Philadelphia 76ers: Dank Dr. J plötzlich Favorit
Die Hoffnungen wurden vor allem durch die Ankunft von Erving genährt. Die New York Nets, Dr. Js damaliger Klub, waren zwar im Sommer im Zuge der Verschmelzung von ABA und NBA eins der vier neuen NBA-Teams (neben Indiana, San Antonio und Denver), jedoch mussten die Nets eine "Territorialgebühr" von 3 Millionen Dollar an die New York Knicks abdrücken.
Somit wollte Nets-Owner Roy Boe die versprochene Gehaltserhöhung (3 Millionen über 6 Jahre) für Erving verschieben, woraufhin dieser kurz vor der Saison in einen Streik trat. Nun kamen die Sixers ins Spiel, die versprachen, Ervings Vertrag zu kaufen und die obendrein auch noch die Gebühr der Nets übernehmen wollten.
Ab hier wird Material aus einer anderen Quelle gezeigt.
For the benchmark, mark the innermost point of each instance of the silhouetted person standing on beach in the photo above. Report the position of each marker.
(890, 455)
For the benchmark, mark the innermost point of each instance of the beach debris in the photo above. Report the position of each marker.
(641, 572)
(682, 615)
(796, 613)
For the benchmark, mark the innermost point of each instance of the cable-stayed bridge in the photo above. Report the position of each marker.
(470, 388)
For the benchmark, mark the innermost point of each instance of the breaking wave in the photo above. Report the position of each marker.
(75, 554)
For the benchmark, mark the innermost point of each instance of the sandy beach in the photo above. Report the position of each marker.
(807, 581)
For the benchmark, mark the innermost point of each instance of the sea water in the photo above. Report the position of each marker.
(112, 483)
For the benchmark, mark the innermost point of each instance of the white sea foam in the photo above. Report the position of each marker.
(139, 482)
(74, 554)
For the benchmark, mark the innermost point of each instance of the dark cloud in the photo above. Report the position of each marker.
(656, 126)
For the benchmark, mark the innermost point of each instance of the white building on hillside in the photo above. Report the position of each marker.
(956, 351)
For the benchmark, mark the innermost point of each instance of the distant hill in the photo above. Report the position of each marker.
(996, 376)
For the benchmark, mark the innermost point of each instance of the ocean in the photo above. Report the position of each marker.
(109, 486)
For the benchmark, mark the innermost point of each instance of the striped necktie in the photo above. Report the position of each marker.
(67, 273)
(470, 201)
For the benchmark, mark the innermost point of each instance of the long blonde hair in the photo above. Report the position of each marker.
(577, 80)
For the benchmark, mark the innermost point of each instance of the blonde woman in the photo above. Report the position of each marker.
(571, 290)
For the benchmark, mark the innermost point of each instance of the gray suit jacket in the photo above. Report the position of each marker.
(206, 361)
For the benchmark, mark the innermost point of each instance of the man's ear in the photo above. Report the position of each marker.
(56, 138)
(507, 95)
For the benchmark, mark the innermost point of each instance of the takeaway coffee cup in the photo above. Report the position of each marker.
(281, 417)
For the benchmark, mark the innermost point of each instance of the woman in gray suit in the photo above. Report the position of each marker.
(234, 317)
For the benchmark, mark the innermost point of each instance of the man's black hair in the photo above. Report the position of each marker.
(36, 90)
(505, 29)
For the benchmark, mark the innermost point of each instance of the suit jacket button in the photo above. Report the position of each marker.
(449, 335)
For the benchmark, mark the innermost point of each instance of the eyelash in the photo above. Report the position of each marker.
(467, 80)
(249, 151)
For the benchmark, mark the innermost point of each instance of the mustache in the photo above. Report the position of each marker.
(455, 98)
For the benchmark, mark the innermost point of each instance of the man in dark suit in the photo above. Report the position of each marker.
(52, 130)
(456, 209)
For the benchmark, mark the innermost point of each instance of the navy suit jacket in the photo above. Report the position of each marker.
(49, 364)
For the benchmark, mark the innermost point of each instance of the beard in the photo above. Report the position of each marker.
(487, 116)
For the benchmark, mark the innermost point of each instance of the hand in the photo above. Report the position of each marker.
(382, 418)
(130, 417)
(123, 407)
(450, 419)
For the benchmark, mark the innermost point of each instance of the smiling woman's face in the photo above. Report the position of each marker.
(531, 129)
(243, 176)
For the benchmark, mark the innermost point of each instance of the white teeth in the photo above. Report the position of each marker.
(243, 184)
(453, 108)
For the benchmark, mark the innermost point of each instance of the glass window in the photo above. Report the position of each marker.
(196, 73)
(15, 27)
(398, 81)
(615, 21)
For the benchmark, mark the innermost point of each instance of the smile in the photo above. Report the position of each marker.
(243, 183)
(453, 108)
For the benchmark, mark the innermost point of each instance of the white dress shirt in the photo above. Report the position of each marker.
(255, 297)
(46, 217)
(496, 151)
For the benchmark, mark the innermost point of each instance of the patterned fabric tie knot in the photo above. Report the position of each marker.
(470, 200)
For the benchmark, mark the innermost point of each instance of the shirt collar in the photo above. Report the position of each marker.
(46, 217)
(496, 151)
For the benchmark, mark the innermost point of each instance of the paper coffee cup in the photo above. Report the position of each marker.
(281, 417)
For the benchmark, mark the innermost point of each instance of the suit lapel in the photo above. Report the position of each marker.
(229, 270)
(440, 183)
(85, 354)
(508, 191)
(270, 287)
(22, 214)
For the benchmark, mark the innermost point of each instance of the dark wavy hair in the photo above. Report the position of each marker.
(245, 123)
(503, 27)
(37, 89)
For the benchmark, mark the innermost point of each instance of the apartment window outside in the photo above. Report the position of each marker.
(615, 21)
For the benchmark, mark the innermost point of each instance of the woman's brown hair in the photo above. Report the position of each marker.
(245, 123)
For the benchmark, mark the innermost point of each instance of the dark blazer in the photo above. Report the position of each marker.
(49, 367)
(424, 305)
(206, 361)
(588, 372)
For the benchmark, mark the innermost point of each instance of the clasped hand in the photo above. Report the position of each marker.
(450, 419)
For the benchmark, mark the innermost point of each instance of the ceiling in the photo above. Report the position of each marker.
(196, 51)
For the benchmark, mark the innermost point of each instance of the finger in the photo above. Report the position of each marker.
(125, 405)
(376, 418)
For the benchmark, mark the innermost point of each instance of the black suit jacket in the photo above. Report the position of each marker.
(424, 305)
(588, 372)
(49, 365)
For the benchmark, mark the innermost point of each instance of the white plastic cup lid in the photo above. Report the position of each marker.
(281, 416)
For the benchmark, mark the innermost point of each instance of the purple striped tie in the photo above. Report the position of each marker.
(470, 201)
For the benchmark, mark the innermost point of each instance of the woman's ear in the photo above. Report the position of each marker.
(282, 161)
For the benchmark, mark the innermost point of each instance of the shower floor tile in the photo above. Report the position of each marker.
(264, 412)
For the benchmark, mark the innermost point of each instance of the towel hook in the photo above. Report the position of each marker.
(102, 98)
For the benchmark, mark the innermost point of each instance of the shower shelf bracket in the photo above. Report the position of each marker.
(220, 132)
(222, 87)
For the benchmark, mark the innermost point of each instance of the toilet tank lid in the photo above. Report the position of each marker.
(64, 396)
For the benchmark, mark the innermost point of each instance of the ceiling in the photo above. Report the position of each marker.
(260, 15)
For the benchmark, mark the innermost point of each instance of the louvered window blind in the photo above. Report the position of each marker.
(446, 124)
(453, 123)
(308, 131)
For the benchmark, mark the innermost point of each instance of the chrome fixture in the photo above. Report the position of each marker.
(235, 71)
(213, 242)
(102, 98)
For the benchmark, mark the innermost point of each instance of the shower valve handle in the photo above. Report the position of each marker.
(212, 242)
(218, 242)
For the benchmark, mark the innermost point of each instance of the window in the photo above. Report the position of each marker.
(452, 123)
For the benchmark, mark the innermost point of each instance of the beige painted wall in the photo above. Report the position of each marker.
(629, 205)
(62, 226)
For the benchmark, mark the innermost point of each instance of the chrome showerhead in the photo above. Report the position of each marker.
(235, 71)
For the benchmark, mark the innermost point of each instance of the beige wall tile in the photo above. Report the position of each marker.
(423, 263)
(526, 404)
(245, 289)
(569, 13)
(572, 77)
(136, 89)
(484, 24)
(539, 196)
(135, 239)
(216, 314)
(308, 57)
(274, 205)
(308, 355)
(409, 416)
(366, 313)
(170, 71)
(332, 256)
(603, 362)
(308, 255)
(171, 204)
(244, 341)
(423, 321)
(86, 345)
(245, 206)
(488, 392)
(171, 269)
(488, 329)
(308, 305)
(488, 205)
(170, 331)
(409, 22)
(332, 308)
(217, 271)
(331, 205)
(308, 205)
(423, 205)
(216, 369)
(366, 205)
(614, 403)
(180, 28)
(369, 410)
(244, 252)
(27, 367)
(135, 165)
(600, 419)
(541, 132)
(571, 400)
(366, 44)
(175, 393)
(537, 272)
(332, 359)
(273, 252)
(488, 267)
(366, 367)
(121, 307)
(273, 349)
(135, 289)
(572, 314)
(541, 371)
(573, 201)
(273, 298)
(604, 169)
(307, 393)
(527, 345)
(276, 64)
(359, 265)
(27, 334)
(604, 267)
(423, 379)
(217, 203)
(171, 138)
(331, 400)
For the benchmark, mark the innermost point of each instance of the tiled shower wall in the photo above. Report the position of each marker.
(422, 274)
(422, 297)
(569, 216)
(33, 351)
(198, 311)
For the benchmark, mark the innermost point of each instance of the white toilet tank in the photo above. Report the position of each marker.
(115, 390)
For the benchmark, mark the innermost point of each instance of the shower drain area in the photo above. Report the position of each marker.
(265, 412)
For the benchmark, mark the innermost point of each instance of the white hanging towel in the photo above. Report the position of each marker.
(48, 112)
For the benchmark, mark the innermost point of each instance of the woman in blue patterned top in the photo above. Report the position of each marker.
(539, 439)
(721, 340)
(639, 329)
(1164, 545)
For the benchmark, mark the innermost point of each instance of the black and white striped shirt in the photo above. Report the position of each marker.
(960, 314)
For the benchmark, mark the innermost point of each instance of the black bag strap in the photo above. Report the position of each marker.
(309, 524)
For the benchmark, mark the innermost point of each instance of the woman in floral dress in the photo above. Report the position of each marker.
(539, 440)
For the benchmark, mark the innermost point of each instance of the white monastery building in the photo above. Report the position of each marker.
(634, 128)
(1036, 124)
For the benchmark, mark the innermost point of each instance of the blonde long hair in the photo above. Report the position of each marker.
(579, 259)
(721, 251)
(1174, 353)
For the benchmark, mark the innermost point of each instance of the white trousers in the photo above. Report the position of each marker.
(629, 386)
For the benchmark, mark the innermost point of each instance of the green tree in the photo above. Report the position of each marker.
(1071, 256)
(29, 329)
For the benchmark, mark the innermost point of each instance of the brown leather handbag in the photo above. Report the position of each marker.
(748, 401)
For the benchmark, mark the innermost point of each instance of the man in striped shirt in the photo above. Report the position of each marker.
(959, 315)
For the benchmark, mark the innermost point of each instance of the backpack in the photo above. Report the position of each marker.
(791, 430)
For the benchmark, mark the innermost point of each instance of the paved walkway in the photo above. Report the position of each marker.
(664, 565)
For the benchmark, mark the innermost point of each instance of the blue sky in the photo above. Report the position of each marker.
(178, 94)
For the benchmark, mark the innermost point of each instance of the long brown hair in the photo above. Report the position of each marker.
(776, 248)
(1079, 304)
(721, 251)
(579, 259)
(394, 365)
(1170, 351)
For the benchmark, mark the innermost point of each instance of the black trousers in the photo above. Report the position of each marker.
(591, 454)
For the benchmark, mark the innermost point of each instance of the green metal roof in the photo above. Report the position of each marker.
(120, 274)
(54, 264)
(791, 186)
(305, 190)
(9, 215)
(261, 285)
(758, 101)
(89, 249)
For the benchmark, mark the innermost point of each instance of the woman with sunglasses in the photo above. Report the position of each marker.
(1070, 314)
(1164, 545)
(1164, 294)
Zwei Tage vor dem Saisonstart ging der Deal über die Bühne, auf einen Schlag waren die Sixers die absoluten Titelfavoriten. Philly hatte nämlich schon in der Saison zuvor 46 Siege geholt, nun hatten sie auf einmal auch noch den größten Superstar der Konkurrenzliga in ihren Reihen.
Wer sollte diese Sixers schlagen?
Mit dem früheren ABA-Star George McGinnis stand ein moderner Power Forward an Ervings Seite, Ex-Nr.1-Pick Doug Collins galt als einer der treffsichersten Guards seiner Zeit. Lloyd Free (später als World B. Free bekannt) war ein Sprungwunder, dazu hatten die Sixers in Darryl Dawkins und Caldwell Jones weitere hochklassige Big Men.
"Jeder schaute auf unser Team und sagte, dass wir nicht ein Spiel verlieren würden", erinnerte sich Point Guard Henry Bibby, der Vater des späteren Kings-Guards Mike, später im Gespräch mit dem Philadelphia Inquirer. Das hatte sich schon nach dem ersten Spiel erledigt, der erste Sieg gelang erst in der dritten Partie.
Am Ende der Regular Season waren es exakt 50 Siege, was tatsächlich für den Platz an der Sonne im Osten genügte. Durch die Zusammenführung mit der ABA tummelte sich in der NBA so viel Talent, dass unter den 22 Teams mit Ausnahme der Nets (22) jede Franchise mindestens 30 Siege holte, aber keine so richtig herausstach.
Philadelphia 76ers: Ein einziger Sauhaufen
Harmonie herrschte im Team aber nicht. "Wir standen die komplette Saison enorm unter Druck", befand Dr. J, der über die Jahre immer wieder andeutete, dass es im Team nicht stimmte. Seinen Anteil daran hatte auch Coach Gene Shue, der nach dem Erving-Coup angab, dass er sich nicht sicher sei, ob der Doctor das Sixers-Team überhaupt besser machen würde.
Nach einer Niederlage während der Saison stürmte der wutentbrannte Sixers-Owner Fitz Dixon in die Kabine und drückte Shue einen Finger ins Auge. Als die Presse den Coach danach fragte, ob dies die Moral der Spieler beeinträchtigen würde, wiegelte dieser ab: "Dafür hat das Team keine Zeit. Sie sind vielmehr damit beschäftigt, nicht miteinander zu reden oder sich gegenseitig zu schlagen."
Im tiefen Kader kam es ständig zu Disputen, Reservisten wollten mehr Spielzeit, Starter waren sauer, wenn ihre Minuten gestrichen wurden. Dawkins forderte einen Trade, gleiches tat Zimmerkollege Free, der von Shues Umgang mit ihm wenig begeistert war: "Ich bin kein Jo-Jo." Sogar die Spielerfrauen mischten mit.
Ervings damalige Frau Turquoise ätzte im März, also kurz vor den Playoffs, in einem Gespräch mit der New York Times, dass ihr Mann aufgrund der egoistischen Spielweise zu selten den Ball sehen und niemand den Coach respektieren würde. Ihr Fazit: Die Sixers würden niemals den Titel gewinnen, außerdem fühle sich die Familie Erving in Philadelphia überhaupt nicht willkommen.